On the subject of the defensive spectrum, I have available to me three different views of the value of the defensive positions in context--WARP1, win shares, and OPS+ by position, and I am looking for reasons to accept or modify these views and their results.
I have been using win shares, with modifications but in to adjust the pitching/fielding division of defensive value, and I think that system has worked pretty well. But as we are having to make finer distinctions in the backlog, I am concerned, as in the case of Sisler/Beckley and Elliott/Boyer, that errors in the treatment, not of fielding as a whole but of the value of particular positions at particular times in the history of the game, may to the overrating or underrating of particular players. Win shares argues that the defensive spectrum has changed very little over time, but the OPS+ study argues otherwise. I know that WARP1 is designed to be more flexible on this point than win shares, but some study of WARP1 suggests that its representation of the defensive spectrum, although it is changing, does not agree with the findings of the OPS+ study.
I don't treat the OPS+ study as gospel, as its findings are influenced by the (variable) level of talent available at a position during a given decade, but still, overall, it tells a different story about the defensive spectrum than WARP does. I trust the OPS+ story as having significant validity, however, because I know how it is grounded in actual data. I'd like to know whether the WARP story is as well. If it is really grounded in the data, I could accept WARP1's results and weigh them equally win win shares'. Or, I could modify WARP's fielding assessments to fit more closely with OPS+, but that would be a lot of work, so I don't want to start in on that project unless I have a clear sense that it is warranted. Or I could just stick with win shares exclusively, and try to find ways to fine-tune its handling of the defensive spectrum or just make subjective adjustments where I think they are needed. I see how I could adjust the fielding spectrum pretty neatly in WARP1, but for win shares I don't.
Any thoughts?
1. I start with batting win shares, and move on from there to EQA, WARP1, OPS+ to get a feel for the player as a hitter.
2. I factor in intangibles (missed wartime, racism, minor league credit) and lump fielding and MLEs in with this.
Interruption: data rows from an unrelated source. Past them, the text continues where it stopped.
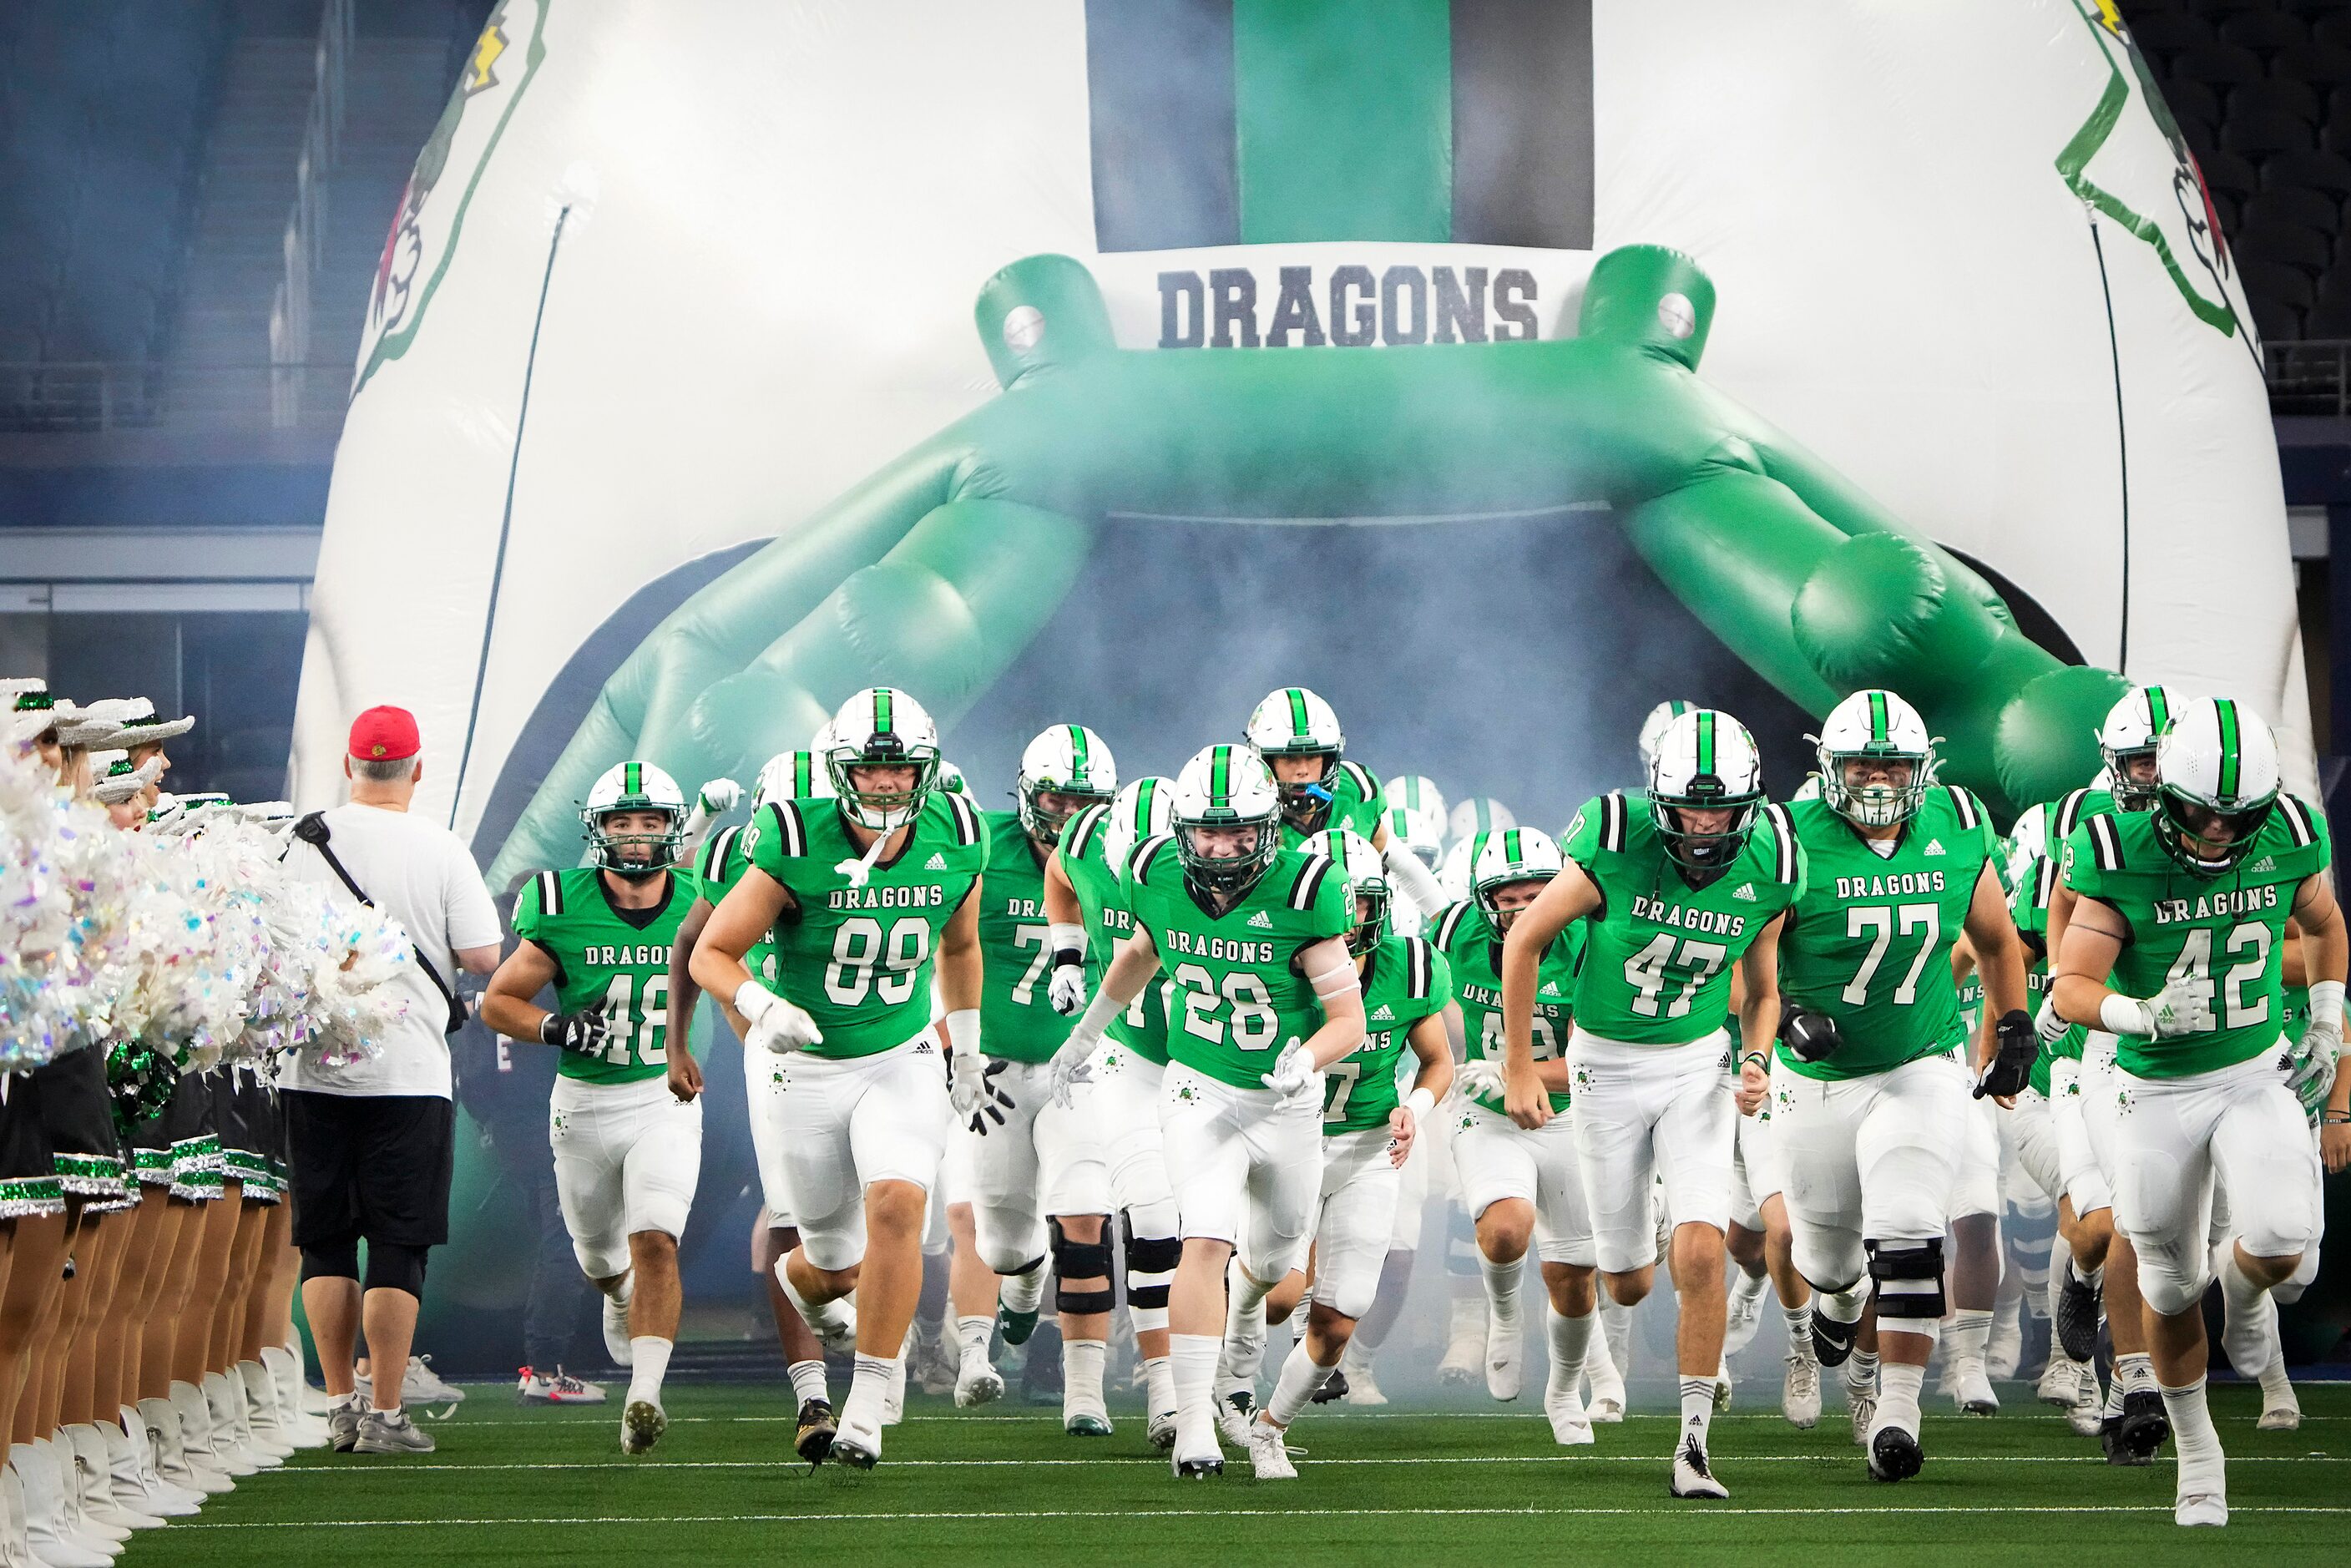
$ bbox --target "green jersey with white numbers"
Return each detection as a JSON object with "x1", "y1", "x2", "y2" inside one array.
[
  {"x1": 1560, "y1": 792, "x2": 1804, "y2": 1045},
  {"x1": 1430, "y1": 898, "x2": 1580, "y2": 1114},
  {"x1": 2010, "y1": 852, "x2": 2060, "y2": 1096},
  {"x1": 2061, "y1": 794, "x2": 2331, "y2": 1078},
  {"x1": 1776, "y1": 787, "x2": 1998, "y2": 1080},
  {"x1": 1123, "y1": 837, "x2": 1352, "y2": 1089},
  {"x1": 511, "y1": 865, "x2": 701, "y2": 1084},
  {"x1": 1280, "y1": 759, "x2": 1385, "y2": 850},
  {"x1": 1056, "y1": 803, "x2": 1172, "y2": 1065},
  {"x1": 745, "y1": 791, "x2": 988, "y2": 1060},
  {"x1": 1324, "y1": 934, "x2": 1450, "y2": 1132},
  {"x1": 975, "y1": 811, "x2": 1074, "y2": 1064}
]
For fielding, I look at both WARP and WS, but do not rely on them, as they often are very different.
3. I compare the player to his contemporaries.
4. I compare the player to the remaining eligibles at his position (or positions, for guys like Tommy Leach).
5. I rank the highest ranked players at the positions against each other, paying particular attention to the question (If the HOM ended without this guy in, how would I feel about that?)
My system started much more sabermetric-based and has now returned to much more subjective analysis.